Friday, April 13, 2007

there's a warm wind blowing the stars around and i'd really love to see you tonight

Ok, people, what have we learned from the firing of Don Imus? Jack shit apparently. People are sending hate mail to Imus and to the women of the basketball team. The idea was to STOP the spread of hateful comments, and yet the ignorant people out there continue to do just that.

Changing gears. Mr. G just called me from work. He was supposed to get the studded tires taken off of my car by the 15th, but they're calling for a HUGE snowstorm on Saturday and Sunday. He said, "I'll get them off on Monday. Surely the cops would understand if...." Ok, right there I started to get nervous...LOL.

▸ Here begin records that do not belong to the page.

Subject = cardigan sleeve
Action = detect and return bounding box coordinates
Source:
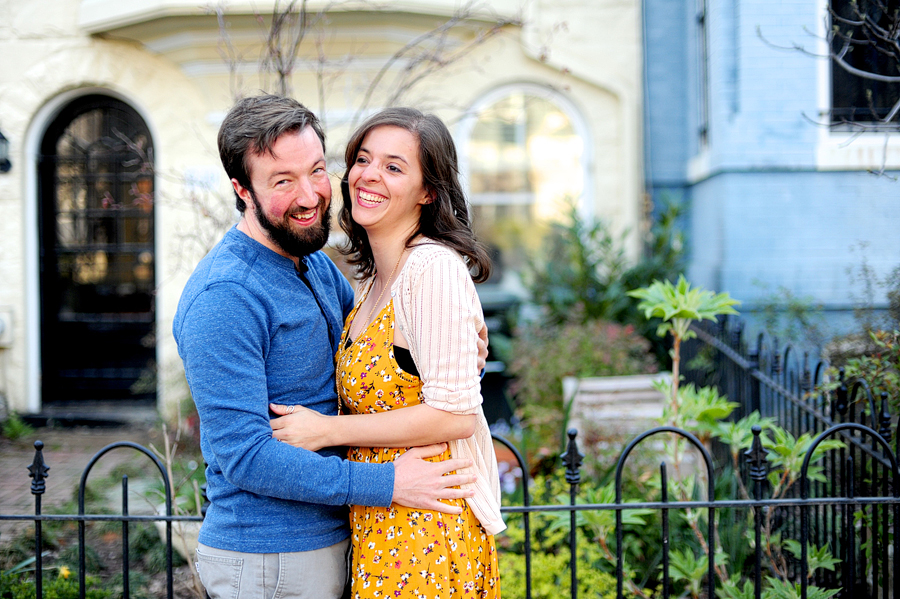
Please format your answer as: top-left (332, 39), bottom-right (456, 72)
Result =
top-left (400, 248), bottom-right (484, 414)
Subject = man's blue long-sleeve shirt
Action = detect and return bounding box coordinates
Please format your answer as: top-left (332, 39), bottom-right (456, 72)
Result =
top-left (173, 226), bottom-right (394, 553)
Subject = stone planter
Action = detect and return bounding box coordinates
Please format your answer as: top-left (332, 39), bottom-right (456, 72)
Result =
top-left (564, 372), bottom-right (671, 436)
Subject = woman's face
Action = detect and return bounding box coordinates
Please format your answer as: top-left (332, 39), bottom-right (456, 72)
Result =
top-left (347, 125), bottom-right (431, 236)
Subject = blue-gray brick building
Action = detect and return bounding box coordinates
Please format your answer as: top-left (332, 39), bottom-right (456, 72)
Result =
top-left (643, 0), bottom-right (900, 342)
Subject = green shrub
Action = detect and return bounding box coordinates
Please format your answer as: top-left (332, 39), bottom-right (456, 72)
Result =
top-left (499, 540), bottom-right (620, 599)
top-left (523, 196), bottom-right (685, 366)
top-left (499, 473), bottom-right (659, 597)
top-left (1, 413), bottom-right (34, 441)
top-left (508, 317), bottom-right (658, 451)
top-left (1, 568), bottom-right (111, 599)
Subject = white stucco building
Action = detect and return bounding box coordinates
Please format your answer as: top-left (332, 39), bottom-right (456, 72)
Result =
top-left (0, 0), bottom-right (645, 418)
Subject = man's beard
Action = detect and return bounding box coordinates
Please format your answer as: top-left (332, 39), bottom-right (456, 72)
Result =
top-left (253, 196), bottom-right (332, 258)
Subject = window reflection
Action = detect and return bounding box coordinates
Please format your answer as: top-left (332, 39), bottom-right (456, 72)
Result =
top-left (467, 93), bottom-right (584, 280)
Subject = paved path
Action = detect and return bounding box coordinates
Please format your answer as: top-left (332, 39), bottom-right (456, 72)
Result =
top-left (0, 425), bottom-right (155, 540)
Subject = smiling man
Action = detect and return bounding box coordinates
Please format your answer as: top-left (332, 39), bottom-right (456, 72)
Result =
top-left (173, 95), bottom-right (476, 599)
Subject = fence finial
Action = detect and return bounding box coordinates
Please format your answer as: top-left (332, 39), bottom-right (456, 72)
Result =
top-left (745, 426), bottom-right (768, 483)
top-left (879, 392), bottom-right (892, 443)
top-left (801, 354), bottom-right (812, 394)
top-left (28, 440), bottom-right (50, 495)
top-left (836, 368), bottom-right (848, 415)
top-left (562, 429), bottom-right (584, 487)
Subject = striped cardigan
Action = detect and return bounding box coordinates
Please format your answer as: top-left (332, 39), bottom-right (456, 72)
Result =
top-left (376, 241), bottom-right (506, 535)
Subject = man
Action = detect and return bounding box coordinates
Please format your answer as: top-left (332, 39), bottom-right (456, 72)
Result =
top-left (173, 94), bottom-right (477, 599)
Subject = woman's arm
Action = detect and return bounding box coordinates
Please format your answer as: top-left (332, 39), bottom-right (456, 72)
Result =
top-left (270, 402), bottom-right (476, 451)
top-left (401, 250), bottom-right (485, 415)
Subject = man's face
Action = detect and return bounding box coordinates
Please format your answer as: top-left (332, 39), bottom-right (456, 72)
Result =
top-left (233, 127), bottom-right (332, 259)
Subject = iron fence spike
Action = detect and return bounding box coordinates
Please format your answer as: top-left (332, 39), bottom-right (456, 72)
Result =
top-left (28, 440), bottom-right (49, 495)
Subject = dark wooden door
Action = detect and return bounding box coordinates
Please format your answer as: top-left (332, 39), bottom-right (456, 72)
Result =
top-left (38, 95), bottom-right (156, 404)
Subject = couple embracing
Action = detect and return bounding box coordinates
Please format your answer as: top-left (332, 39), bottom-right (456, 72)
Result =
top-left (173, 94), bottom-right (504, 599)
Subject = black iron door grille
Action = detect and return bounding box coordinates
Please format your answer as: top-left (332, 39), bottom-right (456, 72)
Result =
top-left (38, 95), bottom-right (156, 403)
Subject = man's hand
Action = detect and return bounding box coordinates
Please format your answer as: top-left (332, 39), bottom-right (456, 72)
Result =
top-left (476, 324), bottom-right (489, 373)
top-left (392, 444), bottom-right (475, 514)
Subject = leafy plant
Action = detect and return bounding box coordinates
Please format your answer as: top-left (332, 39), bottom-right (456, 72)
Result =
top-left (499, 474), bottom-right (653, 598)
top-left (761, 577), bottom-right (840, 599)
top-left (669, 547), bottom-right (727, 599)
top-left (523, 197), bottom-right (685, 366)
top-left (507, 316), bottom-right (658, 455)
top-left (498, 538), bottom-right (621, 599)
top-left (661, 381), bottom-right (738, 442)
top-left (544, 482), bottom-right (655, 563)
top-left (1, 413), bottom-right (34, 441)
top-left (626, 276), bottom-right (847, 597)
top-left (0, 566), bottom-right (112, 599)
top-left (782, 540), bottom-right (841, 576)
top-left (629, 275), bottom-right (740, 417)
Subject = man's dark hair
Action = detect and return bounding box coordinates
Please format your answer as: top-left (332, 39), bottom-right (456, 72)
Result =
top-left (218, 94), bottom-right (326, 213)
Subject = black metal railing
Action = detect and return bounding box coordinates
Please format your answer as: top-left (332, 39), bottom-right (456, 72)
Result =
top-left (2, 441), bottom-right (202, 599)
top-left (2, 313), bottom-right (898, 598)
top-left (681, 316), bottom-right (899, 595)
top-left (1, 424), bottom-right (898, 598)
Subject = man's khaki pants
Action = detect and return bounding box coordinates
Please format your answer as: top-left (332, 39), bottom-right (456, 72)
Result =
top-left (195, 539), bottom-right (349, 599)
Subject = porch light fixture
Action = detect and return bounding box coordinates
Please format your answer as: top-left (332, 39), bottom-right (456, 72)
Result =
top-left (0, 130), bottom-right (10, 173)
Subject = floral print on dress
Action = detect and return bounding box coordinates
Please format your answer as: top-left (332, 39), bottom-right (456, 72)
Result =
top-left (336, 299), bottom-right (500, 599)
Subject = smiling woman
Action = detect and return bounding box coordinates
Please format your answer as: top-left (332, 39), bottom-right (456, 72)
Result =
top-left (346, 125), bottom-right (432, 253)
top-left (274, 107), bottom-right (503, 598)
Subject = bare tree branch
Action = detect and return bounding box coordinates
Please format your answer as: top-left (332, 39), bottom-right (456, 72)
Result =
top-left (350, 1), bottom-right (523, 129)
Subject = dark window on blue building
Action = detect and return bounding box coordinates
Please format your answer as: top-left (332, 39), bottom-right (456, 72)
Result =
top-left (830, 0), bottom-right (900, 125)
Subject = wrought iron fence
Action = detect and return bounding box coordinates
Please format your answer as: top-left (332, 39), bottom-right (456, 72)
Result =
top-left (0, 315), bottom-right (897, 598)
top-left (682, 316), bottom-right (899, 596)
top-left (2, 426), bottom-right (898, 598)
top-left (0, 441), bottom-right (202, 599)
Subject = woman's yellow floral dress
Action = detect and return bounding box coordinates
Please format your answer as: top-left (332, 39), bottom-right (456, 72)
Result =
top-left (337, 298), bottom-right (500, 599)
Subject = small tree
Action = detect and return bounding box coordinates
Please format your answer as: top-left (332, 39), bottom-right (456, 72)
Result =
top-left (628, 275), bottom-right (739, 416)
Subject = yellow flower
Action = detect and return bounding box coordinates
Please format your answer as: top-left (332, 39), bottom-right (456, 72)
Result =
top-left (59, 566), bottom-right (71, 579)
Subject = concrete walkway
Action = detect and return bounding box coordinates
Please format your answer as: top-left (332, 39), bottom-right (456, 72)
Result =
top-left (0, 425), bottom-right (156, 540)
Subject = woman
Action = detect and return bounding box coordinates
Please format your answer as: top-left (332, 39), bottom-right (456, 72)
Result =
top-left (272, 107), bottom-right (503, 598)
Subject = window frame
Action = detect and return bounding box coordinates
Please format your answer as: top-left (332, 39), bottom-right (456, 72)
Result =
top-left (817, 0), bottom-right (900, 170)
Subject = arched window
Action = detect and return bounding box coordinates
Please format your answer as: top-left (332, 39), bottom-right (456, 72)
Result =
top-left (459, 86), bottom-right (589, 288)
top-left (38, 94), bottom-right (156, 405)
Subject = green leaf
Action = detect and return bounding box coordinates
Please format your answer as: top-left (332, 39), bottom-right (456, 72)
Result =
top-left (628, 275), bottom-right (741, 340)
top-left (763, 577), bottom-right (841, 599)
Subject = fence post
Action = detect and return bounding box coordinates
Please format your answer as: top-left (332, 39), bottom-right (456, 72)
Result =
top-left (745, 426), bottom-right (768, 599)
top-left (835, 369), bottom-right (848, 416)
top-left (747, 346), bottom-right (761, 416)
top-left (201, 463), bottom-right (209, 518)
top-left (879, 393), bottom-right (892, 443)
top-left (562, 429), bottom-right (583, 599)
top-left (28, 441), bottom-right (49, 599)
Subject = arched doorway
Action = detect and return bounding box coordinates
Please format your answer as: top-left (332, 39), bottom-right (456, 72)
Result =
top-left (38, 94), bottom-right (156, 407)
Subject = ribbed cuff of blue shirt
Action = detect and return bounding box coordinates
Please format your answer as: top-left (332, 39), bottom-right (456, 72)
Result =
top-left (347, 461), bottom-right (394, 507)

Here are your "Are You Smarter Than" questions for the day:
1. 1st grade social studies: "5 of the U.S. Federal holidays always fall on what day of the week?"
2. 1st grade animal science: "What is the largest animal in the world?"
3. 2nd grade social studies: "According to the US Constitution, the President is part of which of the three branches of government?"
4. 4th grade math: "The supplementary angle of a 40 degree angle has how many degrees?"
5. 4th grade math: "What is the reciprocal of 3/4?"
6. 1st grade spelling: "How many of the words for the numbers 1-10 have five letters?"
7. 3rd grade U.S. history: "In what U.S. State was the Civil War battle of Gettysburg fought?"
8. 1st grade earth science: "The period of Daylight Savings Time includes which one of the four seasons in it's entirety?"
9. 2nd grade health: "Typical people have how many baby teeth as kids?"
10. "How many meters are in a kilometer?"
I must be getting smarter (or the questions must be getting dumber-er) because I knew most of these. It's funny how you talk yourself out of answers, too.
When Jeff read question #5 about the reciprocal of 3/4, I immediately said, "4/3's, it's the opposite." Then I thought, "Gurl, are you nuts?! Do you ever remember sitting in 4th grade math flipping fractions? Get real. And get more of those peanut butter cups at the candy store. They were fabulous. Now back to your regularly scheduled stupidity."

We are now the proud owners of a new couch and chair. Well, we will be when it arrives in two months. Maybe it's just me, but it kinda rubs me the wrong way when I'm spending a couple thousand dollars at a store and they charge me $80 to deliver their crap. (As IF that isn't bad enough, if they deliver on a weekend, it's $95!) I said, "You have a delivery fee?" because I know the last time we bought from them, they didn't charge us. He said, "We either tell people right up front it's $80 or we'd have to add it to the price of the furniture." Ya know what? I'd *rather* they add it to the cost cuz it pissed me off when he told me that. If one more f'ing business person tells me they're passing on the cost of high gas to the consumers, I'm going to FREAK. Who do WE get to pass OUR COSTS ONTO?!
We bought the furniture on a two year no payment deal and the lady says, "Even though you won't get your couch for two months, your two years starts today." I said, "So essentially, I'm losing two months of payment time." She said, "Oh you're not losing it because you don't need to make a payment at all." Um, hello? If my time starts today and I don't have my furniture for two months, I'm losing two months, I don't care how you try to explain it away.

2 comments:

WW said...

OK, since I didn't get to watch it last night (cause I was off a friend's house having supper), let's see how many I get right.
1. Monday 2. a whale 3. executive 4. hell if I know 5. 4/3 or 1 1/3 6. 3, three seven eight 7. Virginia? 8. winter 9. 32? 10. 1000.

I saw the commercials with the chick counting her teeth, which I find funny because at that point she doesn't have baby teeth, and most likely has wisdom teeth.

*Goddess* said...

Not bad. You missed three.

I didn't know WHAT that chick was doing in the commercial. When I saw it, she had her hand over her mouth and I thought she was counting something to do with the kids on the panel?